Here's how the algorithm would work step-by-step:

  1. First, check if the number of connections matches the number of points. A tree must have exactly one fewer connection than points.
  2. Choose a starting point and explore its connections to other points. Mark each point we visit as 'seen'.
  3. As we explore, if we ever encounter a point we've already seen (other than the one we just came from), that means there's a loop, and it's not a tree.
  4. Keep exploring until we've visited all points that are connected to the starting point either directly or indirectly.
  5. After exploring, if there are any points that haven't been marked as 'seen', then the graph is not fully connected.
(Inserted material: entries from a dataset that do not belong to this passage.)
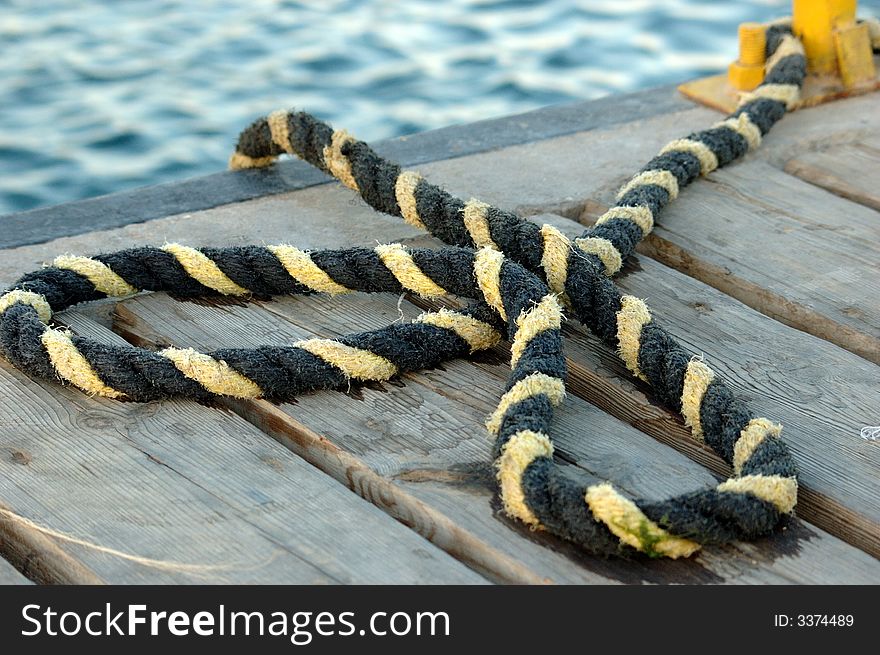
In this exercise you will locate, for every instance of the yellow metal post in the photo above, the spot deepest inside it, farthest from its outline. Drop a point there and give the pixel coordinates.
(813, 21)
(748, 71)
(840, 61)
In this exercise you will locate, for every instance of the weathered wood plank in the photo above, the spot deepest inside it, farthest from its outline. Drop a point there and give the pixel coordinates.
(9, 575)
(426, 436)
(181, 483)
(314, 215)
(821, 393)
(784, 247)
(849, 171)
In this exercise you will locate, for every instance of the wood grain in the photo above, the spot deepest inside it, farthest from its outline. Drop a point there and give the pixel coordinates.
(849, 171)
(425, 434)
(195, 487)
(9, 575)
(784, 247)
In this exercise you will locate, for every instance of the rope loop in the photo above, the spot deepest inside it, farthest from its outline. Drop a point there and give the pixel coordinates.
(518, 274)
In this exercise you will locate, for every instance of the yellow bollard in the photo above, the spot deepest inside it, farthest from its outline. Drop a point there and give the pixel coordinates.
(748, 72)
(813, 22)
(840, 61)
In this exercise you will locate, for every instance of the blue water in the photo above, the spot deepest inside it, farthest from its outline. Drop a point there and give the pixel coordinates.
(98, 97)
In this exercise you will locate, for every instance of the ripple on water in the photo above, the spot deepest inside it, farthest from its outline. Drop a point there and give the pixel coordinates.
(102, 96)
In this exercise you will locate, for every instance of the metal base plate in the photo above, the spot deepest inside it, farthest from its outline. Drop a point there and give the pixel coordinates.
(716, 92)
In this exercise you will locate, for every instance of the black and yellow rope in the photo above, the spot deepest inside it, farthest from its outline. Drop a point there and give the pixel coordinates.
(576, 271)
(509, 298)
(533, 488)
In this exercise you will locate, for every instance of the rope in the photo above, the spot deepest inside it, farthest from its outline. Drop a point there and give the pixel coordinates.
(578, 271)
(504, 278)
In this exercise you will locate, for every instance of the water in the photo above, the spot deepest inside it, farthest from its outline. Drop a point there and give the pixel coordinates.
(102, 96)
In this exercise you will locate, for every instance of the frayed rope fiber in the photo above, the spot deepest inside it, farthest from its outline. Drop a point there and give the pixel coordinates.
(505, 277)
(533, 487)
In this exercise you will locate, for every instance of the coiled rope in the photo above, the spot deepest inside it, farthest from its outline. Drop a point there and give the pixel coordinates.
(504, 277)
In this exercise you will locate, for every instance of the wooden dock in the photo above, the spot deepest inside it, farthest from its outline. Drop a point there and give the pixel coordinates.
(770, 267)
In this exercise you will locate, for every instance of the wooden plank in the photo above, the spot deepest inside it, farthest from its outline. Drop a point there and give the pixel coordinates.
(9, 575)
(182, 483)
(784, 247)
(849, 171)
(426, 436)
(315, 215)
(821, 393)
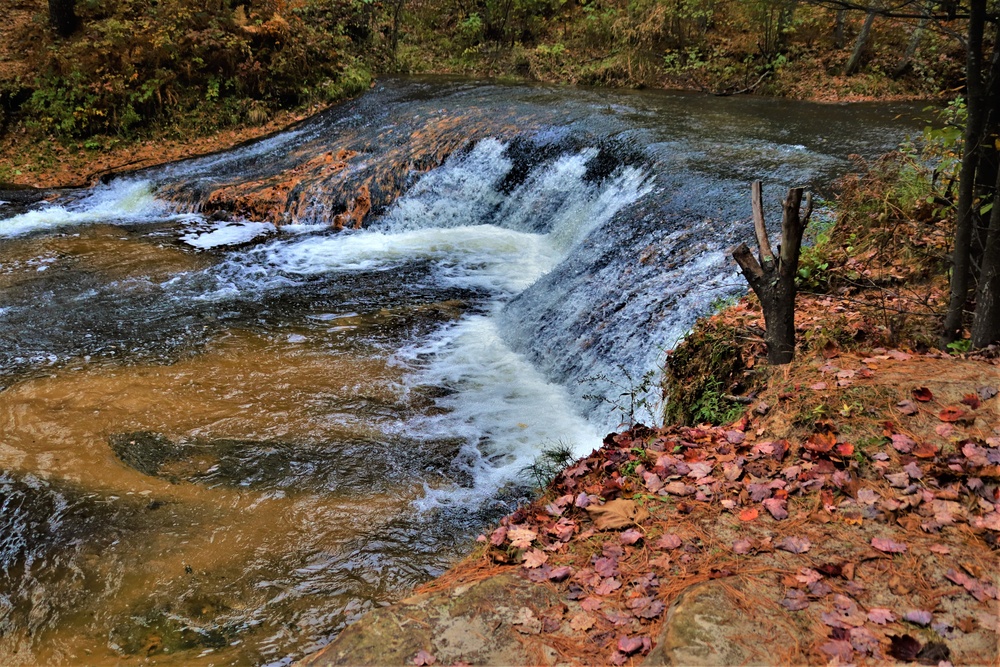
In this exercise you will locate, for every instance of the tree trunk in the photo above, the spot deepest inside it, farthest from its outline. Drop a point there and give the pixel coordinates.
(773, 278)
(859, 46)
(838, 30)
(62, 17)
(986, 324)
(961, 257)
(911, 49)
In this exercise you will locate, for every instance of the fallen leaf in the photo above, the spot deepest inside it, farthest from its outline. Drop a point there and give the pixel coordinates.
(795, 600)
(972, 400)
(630, 536)
(902, 443)
(526, 623)
(534, 558)
(617, 514)
(926, 450)
(820, 442)
(838, 648)
(423, 658)
(904, 648)
(776, 507)
(888, 546)
(607, 586)
(795, 545)
(668, 541)
(951, 414)
(521, 538)
(918, 617)
(880, 616)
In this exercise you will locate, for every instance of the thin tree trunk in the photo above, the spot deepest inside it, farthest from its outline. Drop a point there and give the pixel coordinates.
(911, 49)
(859, 45)
(62, 17)
(961, 258)
(773, 278)
(839, 39)
(986, 323)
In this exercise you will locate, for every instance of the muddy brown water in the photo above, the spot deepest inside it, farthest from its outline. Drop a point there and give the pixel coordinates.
(221, 441)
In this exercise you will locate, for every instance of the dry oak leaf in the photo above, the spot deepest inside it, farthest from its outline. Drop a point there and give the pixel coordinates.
(617, 514)
(888, 546)
(951, 413)
(820, 442)
(535, 558)
(423, 658)
(521, 538)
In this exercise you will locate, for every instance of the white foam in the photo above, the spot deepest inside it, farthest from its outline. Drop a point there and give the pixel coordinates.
(231, 233)
(121, 200)
(485, 255)
(504, 409)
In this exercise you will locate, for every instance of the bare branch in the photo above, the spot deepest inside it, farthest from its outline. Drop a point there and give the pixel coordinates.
(760, 229)
(748, 264)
It's not a valid tree if there is more than one connected component.
  6. If the number of connections is correct, no loops are found, and all points are connected, then it's a valid tree.

Code Implementation

def is_graph_a_valid_tree(number_of_nodes, edges):
    if len(edges) != number_of_nodes - 1:
        return False

    graph = {i: [] for i in range(number_of_nodes)}
    for node1, node2 in edges:
        graph[node1].append(node2)
        graph[node2].append(node1)

    visited_nodes = [False] * number_of_nodes

    # Start DFS from node 0.
    if not depth_first_search(graph, 0, -1, visited_nodes):
        return False

    # Check if all nodes are visited.
    # This ensures the graph is connected.
    for node_visited in visited_nodes:
        if not node_visited:
            return False

    return True

def depth_first_search(graph, current_node, parent_node, visited_nodes):
    visited_nodes[current_node] = True

    for neighbor_node in graph[current_node]:
        if neighbor_node == parent_node:
            continue

        # Cycle detected!
        if visited_nodes[neighbor_node]:
            return False

        if not depth_first_search(graph, neighbor_node, current_node, visited_nodes):
            return False
    return True

Big(O) Analysis

Time Complexity
O(n)The algorithm first checks if the number of edges equals n-1, which takes O(1) time. Then, a depth-first search (DFS) is performed to traverse the graph, where n is the number of nodes. In the worst-case scenario, the DFS visits each node and edge once. Since a tree has at most n-1 edges, the DFS takes O(n) time. Finally, checking if all nodes have been visited takes O(n) time. Therefore, the overall time complexity is dominated by the DFS, resulting in O(n).
Space Complexity
O(N)The algorithm uses a 'seen' set to keep track of visited nodes during the depth-first search. In the worst case, all N nodes in the graph will be visited and stored in the 'seen' set. Additionally, the adjacency list, implicitly used when exploring connections, can also take up space proportional to N in a sparse graph or N^2 in a dense graph. The recursion stack could also grow up to depth N in the worst case, therefore the dominant factor is O(N).

Edge Cases

CaseHow to Handle
Null or empty input: n = 0, edges = nullReturn true; an empty graph is considered a valid tree.
Single node: n = 1, edges = []Return true; a single node is considered a valid tree.
Disconnected graph: n > 1, but not all nodes are connected through edgesThe number of connected components should be exactly 1, otherwise return false.
Graph contains a cycle: More edges than nodes-1Return false; a tree cannot contain cycles.
Self-loop: An edge connects a node to itself (e.g., [0, 0])The union-find or DFS approach should handle this correctly by detecting the cycle.
Parallel edges: Multiple edges connect the same two nodes (e.g., [0, 1], [0, 1])The cycle detection algorithms should handle this as a cycle, returning false.
Large number of nodes and edges: n is very large (e.g., n = 10000)Union-find should provide near linear time complexity, scaling efficiently.
Input with negative node valuesSince the problem is about connectivity, re-map the node values to positive indices starting from 0.